- Directed by: Max Friedmann
- Written by: Thomas Münster
- Produced by: Peter Bamberger; Erwin Heiner Moll;
- Starring: Curd Jürgens; Nadia Gray; Viktor de Kowa;
- Cinematography: Georg Krause
- Edited by: Hermann Ludwig
- Music by: Peter Thomas
- Production company: Paris Interproductions
- Distributed by: Schorcht Filmverleih
- Release date: 19 March 1964;
- Running time: 94 minutes
- Countries: France; West Germany;
- Language: German

= Encounter in Salzburg =

1964 film

Encounter in Salzburg (Begegnung in Salzburg) is a 1964 French-West German drama film directed by Max Friedmann and starring Curd Jürgens, Nadia Gray and Viktor de Kowa.

A rich man visits the Salzburg Festival, watches Jedermann, and dies.

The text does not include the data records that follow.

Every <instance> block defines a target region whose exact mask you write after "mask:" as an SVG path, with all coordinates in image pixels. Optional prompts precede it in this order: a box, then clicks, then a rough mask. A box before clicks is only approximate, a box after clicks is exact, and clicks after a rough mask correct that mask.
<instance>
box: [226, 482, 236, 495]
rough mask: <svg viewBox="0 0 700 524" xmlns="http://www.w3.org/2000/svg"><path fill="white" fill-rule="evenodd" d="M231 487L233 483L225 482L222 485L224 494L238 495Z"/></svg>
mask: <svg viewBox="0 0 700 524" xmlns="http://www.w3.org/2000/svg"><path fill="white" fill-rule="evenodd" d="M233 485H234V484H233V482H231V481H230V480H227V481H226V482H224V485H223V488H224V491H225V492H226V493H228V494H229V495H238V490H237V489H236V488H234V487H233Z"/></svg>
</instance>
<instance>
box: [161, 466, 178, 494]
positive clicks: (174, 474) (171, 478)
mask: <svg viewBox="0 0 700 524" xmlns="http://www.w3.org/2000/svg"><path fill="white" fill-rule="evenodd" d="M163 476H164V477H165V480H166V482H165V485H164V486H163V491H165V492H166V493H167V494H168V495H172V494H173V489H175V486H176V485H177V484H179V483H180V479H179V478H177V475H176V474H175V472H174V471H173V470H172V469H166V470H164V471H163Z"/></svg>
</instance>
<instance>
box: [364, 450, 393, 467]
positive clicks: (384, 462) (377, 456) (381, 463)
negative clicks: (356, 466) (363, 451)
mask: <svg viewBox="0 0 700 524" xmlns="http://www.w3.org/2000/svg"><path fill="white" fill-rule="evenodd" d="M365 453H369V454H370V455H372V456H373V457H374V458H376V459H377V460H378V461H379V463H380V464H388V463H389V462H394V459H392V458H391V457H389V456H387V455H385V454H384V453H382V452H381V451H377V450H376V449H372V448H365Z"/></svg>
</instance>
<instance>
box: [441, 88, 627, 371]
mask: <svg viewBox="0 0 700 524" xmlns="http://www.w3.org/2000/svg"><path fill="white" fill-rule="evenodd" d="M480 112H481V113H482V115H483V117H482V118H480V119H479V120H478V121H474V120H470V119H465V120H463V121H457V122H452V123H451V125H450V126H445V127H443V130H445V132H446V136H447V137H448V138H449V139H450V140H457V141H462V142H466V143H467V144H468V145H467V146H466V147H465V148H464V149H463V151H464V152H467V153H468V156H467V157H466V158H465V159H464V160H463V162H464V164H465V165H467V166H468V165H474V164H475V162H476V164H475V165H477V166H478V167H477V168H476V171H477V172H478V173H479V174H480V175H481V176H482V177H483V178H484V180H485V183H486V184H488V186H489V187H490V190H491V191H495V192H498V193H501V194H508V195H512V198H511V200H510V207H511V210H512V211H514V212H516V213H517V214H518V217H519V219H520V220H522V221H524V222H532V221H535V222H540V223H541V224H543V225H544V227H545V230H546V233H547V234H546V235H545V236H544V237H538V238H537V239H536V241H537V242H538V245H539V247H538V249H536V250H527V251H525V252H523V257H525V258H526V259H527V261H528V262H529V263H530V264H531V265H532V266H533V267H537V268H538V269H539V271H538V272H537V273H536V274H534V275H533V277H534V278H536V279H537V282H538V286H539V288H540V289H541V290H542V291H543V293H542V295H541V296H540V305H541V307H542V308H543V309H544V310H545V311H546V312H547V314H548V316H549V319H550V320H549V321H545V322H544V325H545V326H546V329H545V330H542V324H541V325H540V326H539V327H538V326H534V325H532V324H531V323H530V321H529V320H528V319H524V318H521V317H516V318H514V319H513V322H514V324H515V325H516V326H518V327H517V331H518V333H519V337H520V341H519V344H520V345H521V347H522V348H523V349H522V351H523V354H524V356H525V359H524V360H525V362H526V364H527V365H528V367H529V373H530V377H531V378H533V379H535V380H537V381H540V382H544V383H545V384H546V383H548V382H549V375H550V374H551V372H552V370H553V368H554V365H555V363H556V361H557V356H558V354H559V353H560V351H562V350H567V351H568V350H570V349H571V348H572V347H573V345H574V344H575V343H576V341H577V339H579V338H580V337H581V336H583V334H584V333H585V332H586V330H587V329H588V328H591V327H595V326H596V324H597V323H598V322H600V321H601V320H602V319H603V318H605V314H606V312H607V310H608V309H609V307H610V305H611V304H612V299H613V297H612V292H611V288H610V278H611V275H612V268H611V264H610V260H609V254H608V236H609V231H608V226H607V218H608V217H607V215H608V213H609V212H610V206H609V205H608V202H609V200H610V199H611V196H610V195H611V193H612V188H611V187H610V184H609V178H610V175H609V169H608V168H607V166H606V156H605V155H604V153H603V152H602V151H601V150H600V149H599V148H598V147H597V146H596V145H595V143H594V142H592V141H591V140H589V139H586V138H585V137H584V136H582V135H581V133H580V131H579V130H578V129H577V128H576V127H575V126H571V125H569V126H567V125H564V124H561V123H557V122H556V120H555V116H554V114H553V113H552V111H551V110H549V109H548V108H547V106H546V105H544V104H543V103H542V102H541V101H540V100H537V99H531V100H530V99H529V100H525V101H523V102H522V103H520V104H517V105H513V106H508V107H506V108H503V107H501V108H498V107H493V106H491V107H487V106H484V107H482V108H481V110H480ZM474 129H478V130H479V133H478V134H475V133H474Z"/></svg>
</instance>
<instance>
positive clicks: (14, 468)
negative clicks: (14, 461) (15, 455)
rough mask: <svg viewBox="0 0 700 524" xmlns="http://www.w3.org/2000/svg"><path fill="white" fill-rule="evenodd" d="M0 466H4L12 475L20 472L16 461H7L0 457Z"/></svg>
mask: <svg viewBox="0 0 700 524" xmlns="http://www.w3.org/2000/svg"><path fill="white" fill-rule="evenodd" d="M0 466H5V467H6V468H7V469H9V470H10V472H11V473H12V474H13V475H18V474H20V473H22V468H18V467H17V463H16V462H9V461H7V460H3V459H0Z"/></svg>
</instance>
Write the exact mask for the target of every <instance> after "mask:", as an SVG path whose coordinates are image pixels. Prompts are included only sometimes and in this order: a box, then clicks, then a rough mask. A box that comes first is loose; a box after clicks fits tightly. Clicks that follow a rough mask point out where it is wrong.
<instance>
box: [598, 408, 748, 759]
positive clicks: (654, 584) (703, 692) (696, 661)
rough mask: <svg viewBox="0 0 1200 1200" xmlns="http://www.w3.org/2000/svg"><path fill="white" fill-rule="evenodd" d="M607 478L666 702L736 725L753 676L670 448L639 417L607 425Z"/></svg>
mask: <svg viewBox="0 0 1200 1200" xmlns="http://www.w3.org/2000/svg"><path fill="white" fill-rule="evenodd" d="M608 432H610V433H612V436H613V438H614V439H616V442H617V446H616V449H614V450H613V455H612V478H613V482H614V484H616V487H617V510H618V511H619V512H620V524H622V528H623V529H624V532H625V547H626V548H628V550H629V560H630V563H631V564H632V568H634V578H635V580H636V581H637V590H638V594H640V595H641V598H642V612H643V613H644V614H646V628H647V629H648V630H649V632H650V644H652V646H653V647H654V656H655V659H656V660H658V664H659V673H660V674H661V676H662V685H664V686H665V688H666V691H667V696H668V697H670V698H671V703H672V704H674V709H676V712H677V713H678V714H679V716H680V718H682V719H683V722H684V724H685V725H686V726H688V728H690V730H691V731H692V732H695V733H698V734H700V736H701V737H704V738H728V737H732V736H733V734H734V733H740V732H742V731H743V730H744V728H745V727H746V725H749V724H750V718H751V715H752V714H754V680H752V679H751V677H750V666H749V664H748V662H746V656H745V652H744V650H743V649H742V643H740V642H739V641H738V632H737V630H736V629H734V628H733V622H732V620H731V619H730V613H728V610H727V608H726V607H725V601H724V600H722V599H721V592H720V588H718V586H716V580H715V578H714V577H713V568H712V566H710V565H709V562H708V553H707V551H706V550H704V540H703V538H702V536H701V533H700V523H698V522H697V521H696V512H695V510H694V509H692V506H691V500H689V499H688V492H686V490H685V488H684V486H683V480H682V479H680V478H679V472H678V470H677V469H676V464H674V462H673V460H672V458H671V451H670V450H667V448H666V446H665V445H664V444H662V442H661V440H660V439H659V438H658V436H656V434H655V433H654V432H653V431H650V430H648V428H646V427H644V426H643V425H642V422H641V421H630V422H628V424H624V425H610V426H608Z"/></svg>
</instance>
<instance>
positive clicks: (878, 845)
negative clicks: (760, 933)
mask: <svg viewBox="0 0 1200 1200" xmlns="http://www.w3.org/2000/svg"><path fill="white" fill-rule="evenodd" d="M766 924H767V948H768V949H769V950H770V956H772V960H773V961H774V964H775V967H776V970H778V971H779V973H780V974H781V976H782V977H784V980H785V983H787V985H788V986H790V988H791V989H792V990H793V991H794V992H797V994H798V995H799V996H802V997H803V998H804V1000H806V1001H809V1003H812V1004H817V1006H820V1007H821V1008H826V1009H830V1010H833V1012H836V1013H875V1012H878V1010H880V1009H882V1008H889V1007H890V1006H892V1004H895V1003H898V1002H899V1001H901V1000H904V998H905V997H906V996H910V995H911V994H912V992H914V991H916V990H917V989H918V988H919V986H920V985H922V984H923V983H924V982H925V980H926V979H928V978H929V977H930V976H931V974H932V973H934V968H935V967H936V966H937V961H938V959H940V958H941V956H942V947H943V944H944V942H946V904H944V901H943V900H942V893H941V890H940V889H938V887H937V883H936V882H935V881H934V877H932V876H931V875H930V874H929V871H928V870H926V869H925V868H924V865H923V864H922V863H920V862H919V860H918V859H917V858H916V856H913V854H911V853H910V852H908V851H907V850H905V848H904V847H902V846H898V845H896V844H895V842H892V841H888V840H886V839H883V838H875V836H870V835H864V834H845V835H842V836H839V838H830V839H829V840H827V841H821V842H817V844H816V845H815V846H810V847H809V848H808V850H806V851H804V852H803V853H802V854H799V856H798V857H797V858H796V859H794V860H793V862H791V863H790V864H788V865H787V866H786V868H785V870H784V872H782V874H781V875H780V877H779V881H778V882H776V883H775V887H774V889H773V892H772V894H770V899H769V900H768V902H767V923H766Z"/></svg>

The film's sets were designed by the art director Jean d'Eaubonne.

==Plot==
West Germany, in the early 1960s: Hans Willke is the industrial manager of the Terstappen works with 6,000 employees. His life, characterized by duty and responsibility, has been geared almost entirely to his job and he neglects his wife. After the death of her twins, she withdrew completely into herself. Willke has the feeling that he is missing out on something in real life. He spontaneously decides to go to Salzburg to see his old friend, the actor Bernhard von Wangen. He is rehearsing the stage play "Jedermann" in Salzburg. In the evening he meets the young Manuela in a cellar bar. Willke falls in love with the young woman and wants to enjoy life again. Suddenly, Willke's existence seems pointless, the sacrifice for his job a waste. As he plunges headlong into his new life, his body rebels. His heart stops, momentarily plunging him in a turbulent stream of consciousness and forcing him to face his anxieties and doubts. In the end, he suffers a fatal heart attack.

==Cast==
- Curd Jürgens as Hans Wilke, General Director
- Nadia Gray as Felicitas Wilke
- Viktor de Kowa as Bernhard von Wangen
- Walter Giller as Kröner, Insurance Agent
- Danièle Gaubert as Manuela
- Paul Dahlke as Insurance Director
- Marte Harell as Fräulein Niederalt, Secretary
- Alexander Allerson as Mahlke
- Maurice Bernard as Preetz
- Günther Jerschke as Direktor Wechsel
- Eduard Linkers
- Armand Mestral as Dr. Neubert
- Joachim Rake as Direktor Brähm
- Rolf von Nauckhoff as Hiesemann

== Bibliography ==
- Goble, Alan. The Complete Index to Literary Sources in Film. Walter de Gruyter, 1999.